The Darling Buds of -- February?


Shall I compare thee to a summer's day?
Thou art more lovely and more temperate:
Rough winds do shake the darling buds of May,

And summer's lease hath all too short a date…
                                                                        William Shakespeare


            Social scientists are forever warning against the use of “anecdotal evidence,” but it is often the most telling kind.  It is hard to convince me of the reality of Global Warming or even her slightly less apocalyptic sibling, Climate Change, on the basis of “computer projections” that no teacher on earth can explain to me.  Anecdote, on the other hand, I generally grasp with ease.

            Having spent most of my younger life in warm climes, the first time I was ever on ice skates was right here in Princeton, N. J.  It was in the winter of 1961-62, during the year I spent in graduate school here.  We skated on frozen Lake Carnegie, along with what seemed like half the town.  The scene was happy and carefree, a kind of upper middle class version of Breughel.  While I struggled to stay vertical on my borrowed skates, my friend and classmate Chuck Fish, a Vermont native, dazzled us with his easy hockey-player moves, which included an effortless backwards glide.
Then,

and then again

and now



            I returned to Princeton permanently in 1965 as a member of the faculty.  We lived at first in one of the high-rise apartment buildings, named for a defunct one-time president of the university, next to the lake.  I have many happy memories of that age, not least among them skating on the lake.  We lived atop a column of apartments at the bottom of which lived the young family of Bart Giammati, later President of Yale and later still Commissioner of Baseball.  We used to get the Giammatis’ kitchen smells (always delicious) up the shared ventilation shaft.  Skating on the lake was so thoroughly established a custom that the apartment dwellers’ association had formed a standing committee charged with its organization and regulation.

            Years pass.  Life goes on.  We move to the center of town and then again, in the late 1980s, to a house of our own not far from the lake.  While I can offer you no statistics I can tell you with certainty that in no more than half a dozen years in the last quarter century has there been a sustained freeze convincing enough to the local police authorities to allow even a day’s skating.  In many winters the lake has not frozen over at all.

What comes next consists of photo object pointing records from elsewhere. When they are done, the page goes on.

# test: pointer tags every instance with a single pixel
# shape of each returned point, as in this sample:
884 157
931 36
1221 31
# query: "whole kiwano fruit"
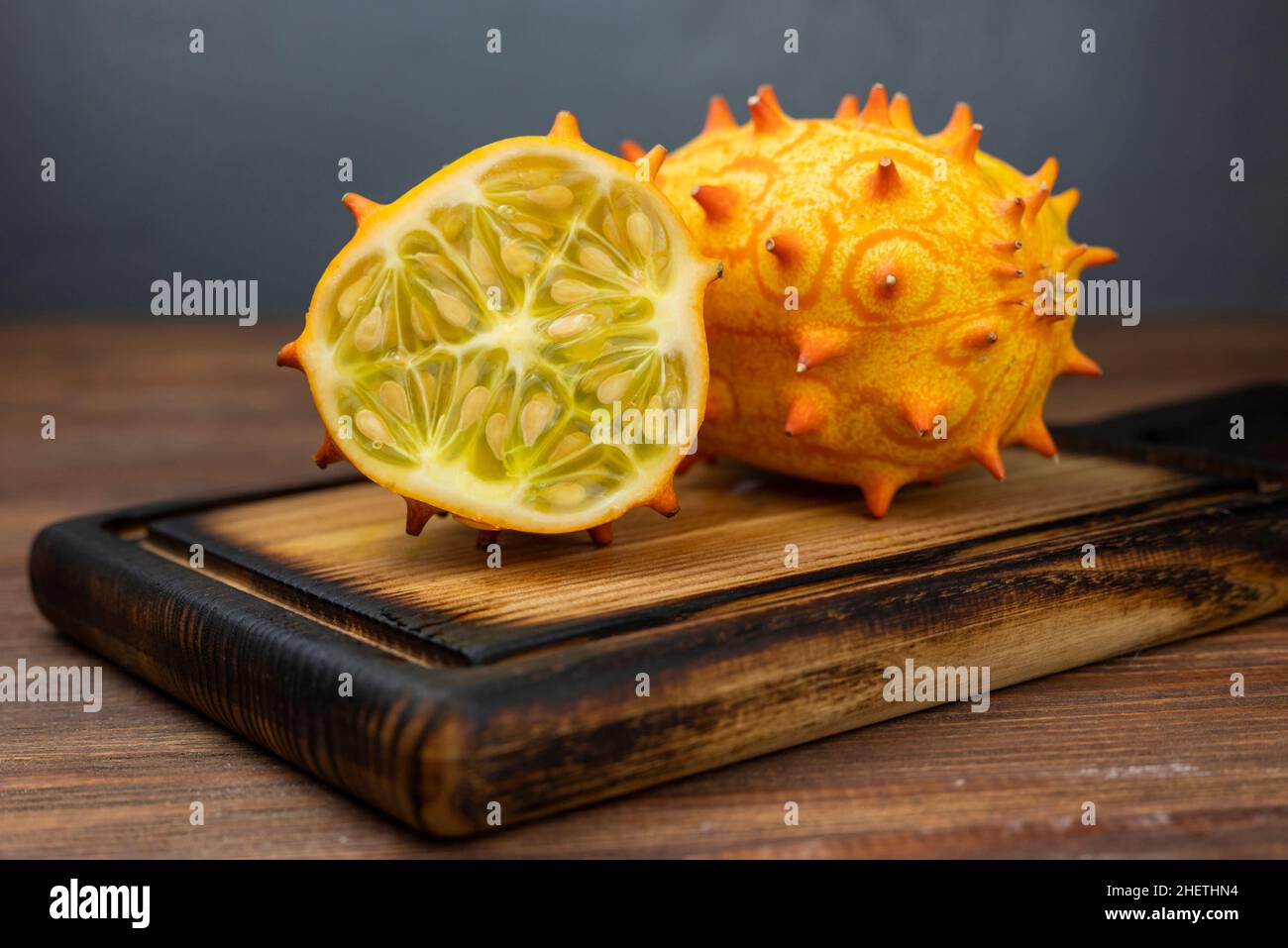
463 344
879 292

            I think I did see a thin crust for half a day last month, of a strength that might have supported a heavy water fowl.  We did have two snow falls.  The first seemed fairly sensational since it came early enough in the autumn that there was still enough unfallen foliage to wreak havoc with the trees.   I have no sharp memory of the second, in midwinter, but it cannot have amounted to much.  I tend to measure things now in terms of an idiosyncratic index of personal foot-pound expenditure.  Shoveling out our large driveway after the second snowfall barely raised a sweat.  Oรน sont les neiges d'antan?

             There are other interesting indications.  We have been as lavish as possible in using the fireplace, but my winter woodpile seems only slightly smaller than I left it in October.  Many of the days in February have been so warm as to invite me into the garden to begin a desultory and seriously premature “spring” clean-up in the thin winter sunlight.  It is not I alone who am confused.  Some of the clusters of snow drops in the yard have been in what seems like continual bloom since the late autumn.  Our forsythia buds are swelling.  On campus some of the bushes are in bloom.  The daffodils are coming up, and some of the crocuses are already in bloom.  Not to mention the japonica.  The weather forecast for today is “Wintry Mix”.  I never thought I could welcome such a prediction with something akin to enthusiasm, but I have to say my feeling is “About time!”

            I want to respect the limitations of my anecdotal evidence.  I declare myself innocent of all extrapolation.  I confine myself to the past two decades, and to a single modest sized county in central New Jersey.  I make no global claims, and I draw no conclusions from my flaming shrubbery concerning the wisdom or unwisdom of drilling for oil in Alaska or launching a Manhattan Project for the exploitation of algae.  However, there are certain things that you cannot help noticing.